Go to the Services control panel applet (under Administrative Tools), and open the properties for any service. You will see a Log On tab. This tab controls which user account is used to launch the service. All services run as some user. A special user account named Local System is often used which has full access to the local machine, but no access outside the machine. In addition, you can right-click on a computer in the Console and select "Set Login Credentials" to set computer-specific credentials to use when monitoring that computer.
If no computer-specific credentials are entered, then all requests are made as the user which is listed on the Log On tab (also shown in Settings). In the examples below, we assume that there are no computer-specific credentials.
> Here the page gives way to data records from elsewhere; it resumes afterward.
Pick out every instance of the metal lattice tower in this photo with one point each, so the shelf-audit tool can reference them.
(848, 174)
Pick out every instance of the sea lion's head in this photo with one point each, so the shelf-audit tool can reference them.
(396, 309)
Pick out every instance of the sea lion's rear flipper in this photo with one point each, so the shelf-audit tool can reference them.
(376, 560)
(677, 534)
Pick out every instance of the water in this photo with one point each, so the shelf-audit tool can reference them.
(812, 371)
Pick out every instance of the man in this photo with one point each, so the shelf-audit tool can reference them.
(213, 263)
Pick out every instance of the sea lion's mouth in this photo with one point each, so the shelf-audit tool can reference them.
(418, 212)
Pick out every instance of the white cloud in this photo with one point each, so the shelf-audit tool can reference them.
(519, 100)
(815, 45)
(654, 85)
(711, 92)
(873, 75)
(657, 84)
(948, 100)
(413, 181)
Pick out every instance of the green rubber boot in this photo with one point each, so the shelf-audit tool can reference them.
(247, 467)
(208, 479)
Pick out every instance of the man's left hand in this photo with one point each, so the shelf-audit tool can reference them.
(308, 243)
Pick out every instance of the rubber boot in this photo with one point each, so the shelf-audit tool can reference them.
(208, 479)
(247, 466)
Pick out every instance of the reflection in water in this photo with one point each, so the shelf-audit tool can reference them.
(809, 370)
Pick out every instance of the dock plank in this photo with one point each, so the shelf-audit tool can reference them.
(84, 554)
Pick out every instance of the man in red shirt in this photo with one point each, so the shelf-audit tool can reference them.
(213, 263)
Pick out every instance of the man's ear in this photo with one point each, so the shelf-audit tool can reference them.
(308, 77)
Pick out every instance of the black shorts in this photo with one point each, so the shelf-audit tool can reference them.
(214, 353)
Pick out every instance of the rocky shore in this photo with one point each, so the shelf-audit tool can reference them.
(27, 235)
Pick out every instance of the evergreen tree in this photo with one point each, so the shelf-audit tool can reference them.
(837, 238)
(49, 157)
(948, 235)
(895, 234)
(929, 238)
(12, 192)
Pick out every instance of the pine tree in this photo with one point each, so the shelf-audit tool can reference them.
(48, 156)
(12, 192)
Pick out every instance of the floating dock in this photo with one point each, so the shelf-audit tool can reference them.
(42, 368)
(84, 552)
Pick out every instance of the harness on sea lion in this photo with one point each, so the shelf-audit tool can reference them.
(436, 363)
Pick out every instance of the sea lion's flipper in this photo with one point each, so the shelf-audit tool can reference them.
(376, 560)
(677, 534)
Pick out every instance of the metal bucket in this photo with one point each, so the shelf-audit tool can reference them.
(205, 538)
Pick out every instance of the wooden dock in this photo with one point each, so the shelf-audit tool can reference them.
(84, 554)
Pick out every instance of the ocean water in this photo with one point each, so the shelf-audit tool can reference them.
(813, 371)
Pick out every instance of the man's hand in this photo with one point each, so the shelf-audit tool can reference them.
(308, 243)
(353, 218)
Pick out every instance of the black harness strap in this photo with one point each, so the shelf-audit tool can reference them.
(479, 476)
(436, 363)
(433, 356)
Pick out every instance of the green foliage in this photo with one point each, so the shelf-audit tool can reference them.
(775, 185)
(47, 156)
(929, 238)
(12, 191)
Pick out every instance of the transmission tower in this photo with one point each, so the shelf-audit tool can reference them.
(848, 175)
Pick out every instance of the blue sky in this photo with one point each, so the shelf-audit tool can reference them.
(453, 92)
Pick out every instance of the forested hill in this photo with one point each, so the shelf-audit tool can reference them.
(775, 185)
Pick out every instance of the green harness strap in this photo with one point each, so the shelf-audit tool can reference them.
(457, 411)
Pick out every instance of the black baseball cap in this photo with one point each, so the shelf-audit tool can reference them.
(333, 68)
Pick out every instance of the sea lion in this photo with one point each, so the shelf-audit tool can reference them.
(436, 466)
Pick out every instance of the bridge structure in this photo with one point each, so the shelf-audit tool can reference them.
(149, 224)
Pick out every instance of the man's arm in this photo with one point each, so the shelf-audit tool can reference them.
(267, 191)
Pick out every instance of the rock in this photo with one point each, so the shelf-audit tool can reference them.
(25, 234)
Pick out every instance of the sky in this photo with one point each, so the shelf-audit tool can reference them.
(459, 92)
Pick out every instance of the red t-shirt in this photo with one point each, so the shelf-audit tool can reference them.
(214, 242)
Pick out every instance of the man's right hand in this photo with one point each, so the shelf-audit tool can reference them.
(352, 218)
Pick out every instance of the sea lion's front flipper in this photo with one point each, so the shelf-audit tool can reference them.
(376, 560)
Consider the scenario where machine "OPS" is running a service (like the Power
Admin monitoring service) and wants to look at the Event Log on machine "SERVER". If the service
is running as Local System, the Event Log request would contain a token
referring to user "OPS\Local System". The problem is, machine SERVER doesn't know
anything about "OPS\Local System". For all it knows, that account might be a
simple guest account. Access will be denied.
What solutions exist?
There are two basic ways to get around this
problem, and they both involve getting the request on OPS to run as a user which
SERVER will recognize.
Solution 1
The first solution is to use synchronized username and passwords on the two machines. You can create a user account named "Inspect" on OPS with password "baseball". Then go to SERVER and create a user account named "Inspect" with password "baseball". When user "Inspect" runs the service on OPS, and sends a request to SERVER, the token turns out to contain not just the username, but a hashed form of the password as well. When SERVER receives the request, it checks its local user database and finds a matching user, hashes the local password and finds that they match. It then allows the request as though it had originated from the local user "Inspect". Any access to resources granted to the local user "Inspect" on SERVER can be accessed remotely from the similar user "Inspect" on machine OPS. The downside to this solution is it requires all monitored machines to have synchronized usernames and passwords. This doesn't work for "Local System" because Local System is a special operating system account tied to the local computer (and you can't set Local System's password).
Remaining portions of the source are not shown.